The film, which stars Tom Hanks as Walt Disney, officially brought this year’s BFI London Film Festival to a close.
Emma Thompson and Tom Hanks walked the red carpet in Leicester Square to the delight of hundreds of fans who had braved heavy rain earlier in the day.
The film focuses on the real-life battle of wills between prickly author PL Travers, played by Emma Thompson, and Walt Disney over the movie rights to her famous literary creation.
Directed by John Lee Hancock, the film is already being tipped for Oscar success.
Saving Mr. Banks is a film about the long and difficult process of making the Disney musical Mary Poppins
This year’s BFI London Film Festival kicked off with maritime thriller Captain Phillips, a true story in which Tom Hanks plays a ship’s captain taken hostage by Somali pirates in 2009.
Speaking about his role as Walt Disney, Tom Hanks said: “In a lot of ways Mary Poppins was the crowning achievement of everything he did, it won all the Academy Awards, it was a huge monster hit and it was the last movie that he truly was hands-on.”
In reality, Walt Disney had spent some 20 years in pursuit of the film rights to Mary Poppins.

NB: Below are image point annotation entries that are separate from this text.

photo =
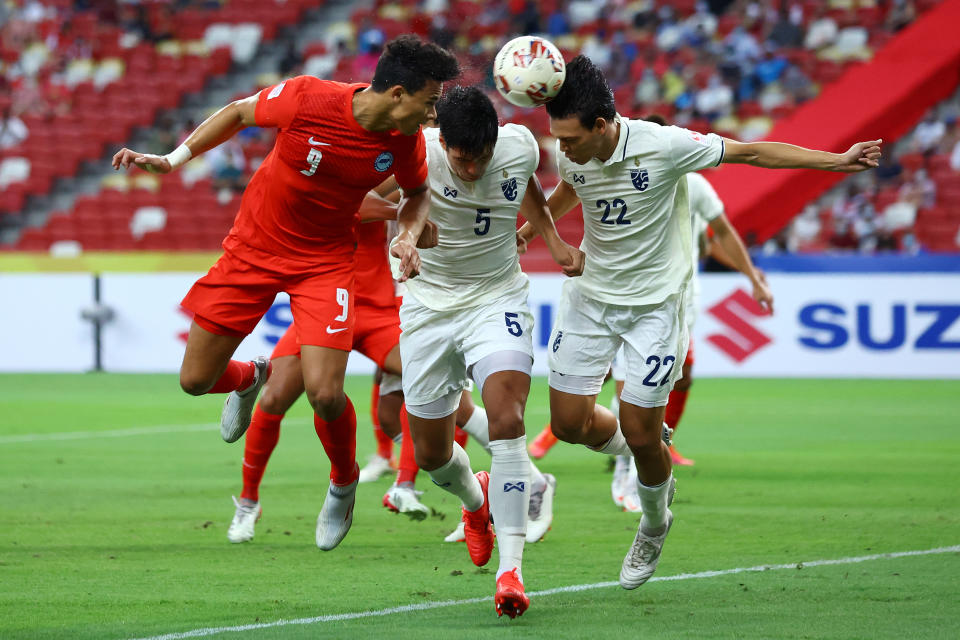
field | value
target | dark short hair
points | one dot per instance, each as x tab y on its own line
409	62
584	94
467	120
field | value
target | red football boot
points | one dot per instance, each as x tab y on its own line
477	528
510	598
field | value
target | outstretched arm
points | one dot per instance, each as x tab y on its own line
213	131
729	240
411	218
779	155
534	208
560	202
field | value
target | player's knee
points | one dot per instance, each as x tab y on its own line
506	425
431	458
193	384
328	403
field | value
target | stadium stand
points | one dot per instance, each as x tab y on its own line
741	68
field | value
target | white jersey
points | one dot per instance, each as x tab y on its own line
705	206
636	214
476	259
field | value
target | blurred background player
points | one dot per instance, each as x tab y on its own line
296	232
629	176
467	315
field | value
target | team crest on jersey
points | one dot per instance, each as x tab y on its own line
509	188
383	162
640	179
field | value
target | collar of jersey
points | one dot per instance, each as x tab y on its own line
620	152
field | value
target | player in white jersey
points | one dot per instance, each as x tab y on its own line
466	315
628	176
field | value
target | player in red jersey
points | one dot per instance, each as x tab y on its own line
296	232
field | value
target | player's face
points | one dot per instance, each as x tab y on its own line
415	109
468	167
578	143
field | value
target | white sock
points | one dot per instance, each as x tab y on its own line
654	503
457	478
615	446
478	428
509	494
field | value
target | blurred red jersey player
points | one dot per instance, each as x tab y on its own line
296	232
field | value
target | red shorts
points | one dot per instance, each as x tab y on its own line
375	334
234	295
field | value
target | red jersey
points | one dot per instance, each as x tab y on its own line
374	282
301	204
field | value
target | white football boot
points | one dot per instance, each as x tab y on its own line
406	501
540	513
336	516
244	519
238	407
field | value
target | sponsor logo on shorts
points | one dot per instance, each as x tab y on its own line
509	188
742	339
640	179
383	162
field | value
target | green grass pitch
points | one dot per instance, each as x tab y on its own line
116	499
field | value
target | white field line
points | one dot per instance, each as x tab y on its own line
118	433
339	617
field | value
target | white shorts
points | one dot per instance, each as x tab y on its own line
439	348
587	334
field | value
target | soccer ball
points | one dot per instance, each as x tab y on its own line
529	71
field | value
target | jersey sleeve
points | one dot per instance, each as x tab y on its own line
704	201
277	105
693	151
412	170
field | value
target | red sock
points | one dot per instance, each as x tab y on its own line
675	404
460	437
238	376
339	439
407	470
262	437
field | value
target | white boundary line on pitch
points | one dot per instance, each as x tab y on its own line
340	617
117	433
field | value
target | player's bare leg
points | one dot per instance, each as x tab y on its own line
336	424
449	468
505	394
675	407
279	394
207	368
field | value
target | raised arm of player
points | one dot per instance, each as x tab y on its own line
560	202
779	155
411	218
729	241
534	208
213	131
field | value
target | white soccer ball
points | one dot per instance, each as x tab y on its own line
529	71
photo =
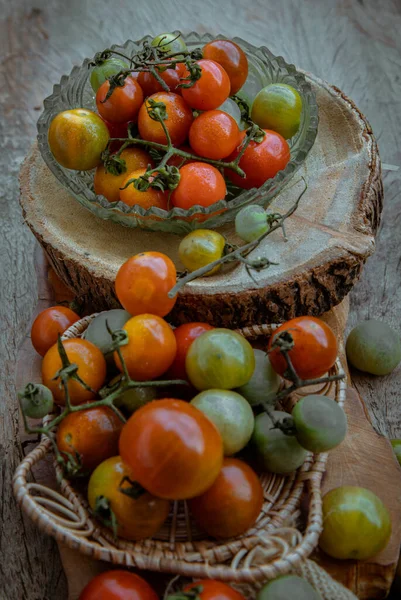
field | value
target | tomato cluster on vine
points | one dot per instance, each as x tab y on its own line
179	104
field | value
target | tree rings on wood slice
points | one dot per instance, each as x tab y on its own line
329	237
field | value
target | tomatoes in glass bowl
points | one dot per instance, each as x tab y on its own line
262	66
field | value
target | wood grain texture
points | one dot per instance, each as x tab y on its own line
353	44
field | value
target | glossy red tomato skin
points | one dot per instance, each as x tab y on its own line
185	335
118	585
150	85
232	58
210	90
260	161
232	504
214	590
48	324
143	282
124	103
315	349
173	449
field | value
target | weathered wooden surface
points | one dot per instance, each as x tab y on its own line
330	236
353	44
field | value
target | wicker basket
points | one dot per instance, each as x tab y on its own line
272	547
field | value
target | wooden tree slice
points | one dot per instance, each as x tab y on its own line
329	237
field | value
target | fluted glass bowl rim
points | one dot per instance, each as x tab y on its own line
117	211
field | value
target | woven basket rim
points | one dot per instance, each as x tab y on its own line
65	516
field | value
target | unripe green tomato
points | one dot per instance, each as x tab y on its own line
396	444
320	422
278	106
169	43
201	247
251	222
275	451
374	347
288	587
36	400
220	358
231	414
111	66
264	383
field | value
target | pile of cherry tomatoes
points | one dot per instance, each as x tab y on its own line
198	118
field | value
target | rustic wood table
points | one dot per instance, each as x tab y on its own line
354	44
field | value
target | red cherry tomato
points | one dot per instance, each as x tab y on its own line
48	324
118	585
150	85
210	90
214	134
173	449
124	103
315	348
232	504
143	282
185	335
260	161
214	590
178	122
200	184
232	58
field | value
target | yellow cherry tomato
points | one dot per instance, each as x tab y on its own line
356	524
77	139
201	247
108	185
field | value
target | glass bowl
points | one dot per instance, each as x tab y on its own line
75	91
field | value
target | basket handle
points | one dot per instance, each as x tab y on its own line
43	504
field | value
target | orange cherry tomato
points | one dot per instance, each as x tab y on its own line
123	104
91	369
118	585
232	504
214	590
232	58
48	324
200	184
173	449
137	518
90	434
178	122
185	335
214	134
315	348
143	282
151	197
260	161
151	347
108	185
150	85
210	90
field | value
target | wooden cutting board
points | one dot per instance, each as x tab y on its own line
364	459
329	237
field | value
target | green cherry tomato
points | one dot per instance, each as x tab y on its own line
286	587
264	383
251	222
320	422
36	400
169	43
231	414
220	358
275	451
396	444
356	524
201	247
374	347
278	106
111	66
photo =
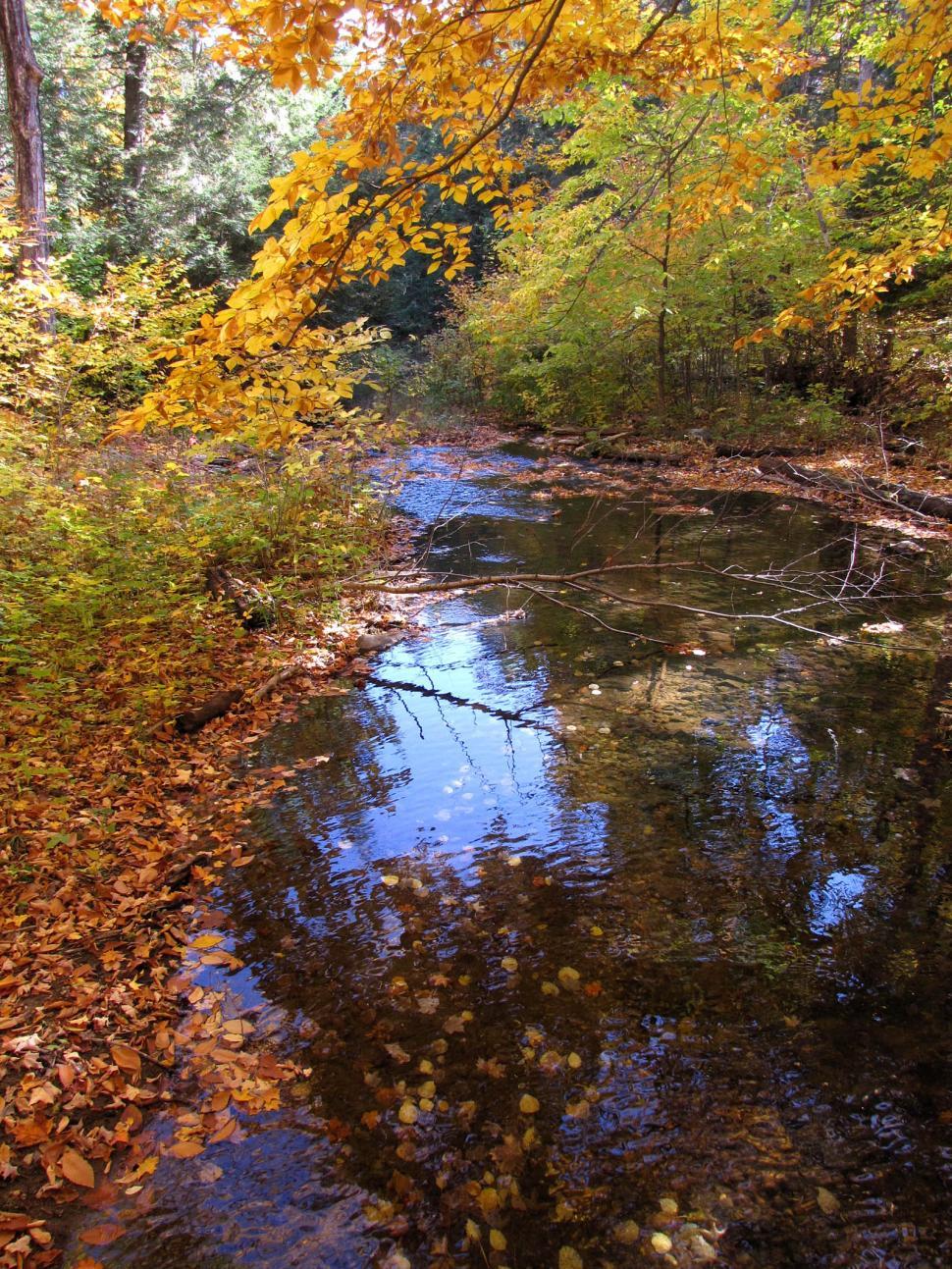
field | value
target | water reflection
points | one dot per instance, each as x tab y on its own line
583	940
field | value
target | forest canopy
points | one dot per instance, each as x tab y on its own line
793	156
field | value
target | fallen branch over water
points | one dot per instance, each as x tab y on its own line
873	490
449	581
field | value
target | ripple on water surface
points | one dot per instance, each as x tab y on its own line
598	953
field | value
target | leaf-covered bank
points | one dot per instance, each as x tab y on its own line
111	820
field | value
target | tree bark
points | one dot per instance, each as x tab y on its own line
23	79
134	104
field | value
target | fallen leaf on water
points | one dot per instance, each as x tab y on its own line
489	1199
238	1027
185	1148
826	1200
75	1169
206	940
102	1235
627	1233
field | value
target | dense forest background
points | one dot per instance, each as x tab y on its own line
622	303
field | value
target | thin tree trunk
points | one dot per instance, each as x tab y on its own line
136	100
23	79
662	311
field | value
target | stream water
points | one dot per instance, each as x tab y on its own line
601	952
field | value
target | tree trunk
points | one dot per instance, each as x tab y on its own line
133	122
662	311
23	78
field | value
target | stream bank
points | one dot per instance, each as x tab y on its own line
591	945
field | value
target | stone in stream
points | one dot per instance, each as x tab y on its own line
376	641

The main focus of the film is the two weeks in 1961 that PL Travers reluctantly spent with Walt Disney in Los Angeles as he tried to win her over.
During the visit she was played songs by the Sherman brothers, which ended up in the 1964 film, such as A Spoonful of Sugar and Let’s Go Fly a Kite.
PL Travers, who died in 1996, so disliked the Oscar-winning Disney production that she never allowed any more Mary Poppins books to be adapted into films.
The cast of Saving Mr. Banks also includes Irish actor Colin Farrell and English actress Ruth Wilson, who play the parents of the young PL Travers in 1906 Australia.